Hip replacement surgery, also known as anthroplasty, affects hundreds of thousands of people each year. During a hip replacement surgery, the diseased or injured portion of the hip joint is removed and replaced with an artificial part.
Those who require hip replacement surgery often have many questions before and after surgery. Below are a few frequently asked questions that may help address your concerns:
- Who should have hip replacement surgery? Those who suffer from hip joint damage that causes enough pain to interfere with day-to-day activities. This damage is commonly the result of disease, such as osteoarthritis, or an injury or fracture.
- How should I prepare for the surgery? Once your doctor has ordered a hip replacement surgery, the patient will need to schedule an appointment with their general physician to get medical clearance if required. A month prior to surgery, the patient should begin taking iron tablets twice a day. A few weeks before surgery, the patient will need to meet with the anesthesiologist or nurse to review their medical history, receive a physical exam and have their blood taken. In the days leading up to surgery, the patient should make sure they know exactly when and where the surgery will take place.
- What is the expected recovery time? Hospitalization time for a hip replacement surgery is typically three to five days.

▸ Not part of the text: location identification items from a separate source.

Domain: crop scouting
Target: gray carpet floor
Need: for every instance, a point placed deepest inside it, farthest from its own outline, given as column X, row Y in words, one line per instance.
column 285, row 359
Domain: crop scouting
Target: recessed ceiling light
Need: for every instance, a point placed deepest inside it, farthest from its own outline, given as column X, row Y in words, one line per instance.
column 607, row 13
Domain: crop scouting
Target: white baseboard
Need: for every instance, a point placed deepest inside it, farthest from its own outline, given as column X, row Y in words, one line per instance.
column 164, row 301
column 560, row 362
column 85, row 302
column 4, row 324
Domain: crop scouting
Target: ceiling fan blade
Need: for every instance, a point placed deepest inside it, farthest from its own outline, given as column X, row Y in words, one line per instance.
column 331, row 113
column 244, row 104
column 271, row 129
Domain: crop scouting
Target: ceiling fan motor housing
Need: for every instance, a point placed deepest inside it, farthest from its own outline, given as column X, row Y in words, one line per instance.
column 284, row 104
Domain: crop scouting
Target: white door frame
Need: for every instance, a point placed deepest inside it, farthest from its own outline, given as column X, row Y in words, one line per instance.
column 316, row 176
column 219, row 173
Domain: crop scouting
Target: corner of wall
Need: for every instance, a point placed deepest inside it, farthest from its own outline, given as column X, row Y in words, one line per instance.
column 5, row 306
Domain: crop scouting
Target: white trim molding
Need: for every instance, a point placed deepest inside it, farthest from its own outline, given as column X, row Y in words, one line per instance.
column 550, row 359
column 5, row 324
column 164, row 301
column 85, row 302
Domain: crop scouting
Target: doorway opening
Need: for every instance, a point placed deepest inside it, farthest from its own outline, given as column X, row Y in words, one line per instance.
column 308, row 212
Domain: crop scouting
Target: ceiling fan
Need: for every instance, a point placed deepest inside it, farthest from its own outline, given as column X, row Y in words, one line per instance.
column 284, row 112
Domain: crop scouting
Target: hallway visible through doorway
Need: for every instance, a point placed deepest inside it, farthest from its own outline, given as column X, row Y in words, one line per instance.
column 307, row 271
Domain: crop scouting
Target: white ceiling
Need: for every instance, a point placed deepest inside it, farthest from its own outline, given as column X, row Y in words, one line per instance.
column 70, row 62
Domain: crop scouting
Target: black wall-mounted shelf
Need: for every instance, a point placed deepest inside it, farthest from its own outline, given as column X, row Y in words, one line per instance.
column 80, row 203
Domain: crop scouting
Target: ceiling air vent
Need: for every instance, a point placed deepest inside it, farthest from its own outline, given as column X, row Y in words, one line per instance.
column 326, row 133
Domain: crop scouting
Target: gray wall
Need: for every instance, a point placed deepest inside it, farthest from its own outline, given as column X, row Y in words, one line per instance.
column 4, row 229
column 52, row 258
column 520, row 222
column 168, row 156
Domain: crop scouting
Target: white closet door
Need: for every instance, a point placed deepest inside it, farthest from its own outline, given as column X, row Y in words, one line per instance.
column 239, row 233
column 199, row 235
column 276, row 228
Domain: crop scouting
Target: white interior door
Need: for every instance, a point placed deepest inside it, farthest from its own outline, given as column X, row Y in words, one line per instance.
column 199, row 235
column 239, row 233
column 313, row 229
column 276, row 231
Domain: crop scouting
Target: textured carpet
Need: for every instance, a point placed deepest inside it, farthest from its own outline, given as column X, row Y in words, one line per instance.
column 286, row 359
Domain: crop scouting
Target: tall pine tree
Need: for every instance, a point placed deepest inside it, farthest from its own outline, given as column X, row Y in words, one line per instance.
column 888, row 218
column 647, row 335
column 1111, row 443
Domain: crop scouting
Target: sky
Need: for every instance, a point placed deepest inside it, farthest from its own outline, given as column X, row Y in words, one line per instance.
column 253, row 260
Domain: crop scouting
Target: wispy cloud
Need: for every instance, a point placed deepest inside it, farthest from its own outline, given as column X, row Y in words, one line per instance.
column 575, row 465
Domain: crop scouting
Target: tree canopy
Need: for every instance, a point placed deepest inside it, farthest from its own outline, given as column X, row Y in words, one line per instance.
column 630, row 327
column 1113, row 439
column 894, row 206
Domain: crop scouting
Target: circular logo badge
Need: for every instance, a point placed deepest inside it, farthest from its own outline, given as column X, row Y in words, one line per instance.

However, the full recovery can take anywhere from three to six months, depending on the patient’s specific surgery and their general health. To speed up recovery time, it’s important that patients follow their doctor’s instructions both before and after surgery.
- Are there alternatives to hip replacement surgery? Hip replacement surgery is often a last resort for patients. Your doctor may suggest other methods of treatment prior to surgery, including exercise, walking aids and medication.
- What are the possible complications from this surgery? As with any surgery, hip replacement surgery comes with risks. It’s important to note, however, that advances in surgical technique and technology have significantly reduced the risks involved in hip replacement surgeries. A few possible risks include: hip dislocation, inflammatory reaction to particles from the artificial joints, infection or blood clots. Talk with your doctor prior to surgery about how to recognize potential problems early.
Be sure to stop taking the medications Methotrexate, Humira, Enbrel, Remicade and Plaquinil two weeks before your surgery with your rheumatologist’s approval. One week prior to your surgery, stop taking all aspirin. By staying fully informed, you’ll be doing your part to ensure a successful hip replacement surgery and rehabilitation.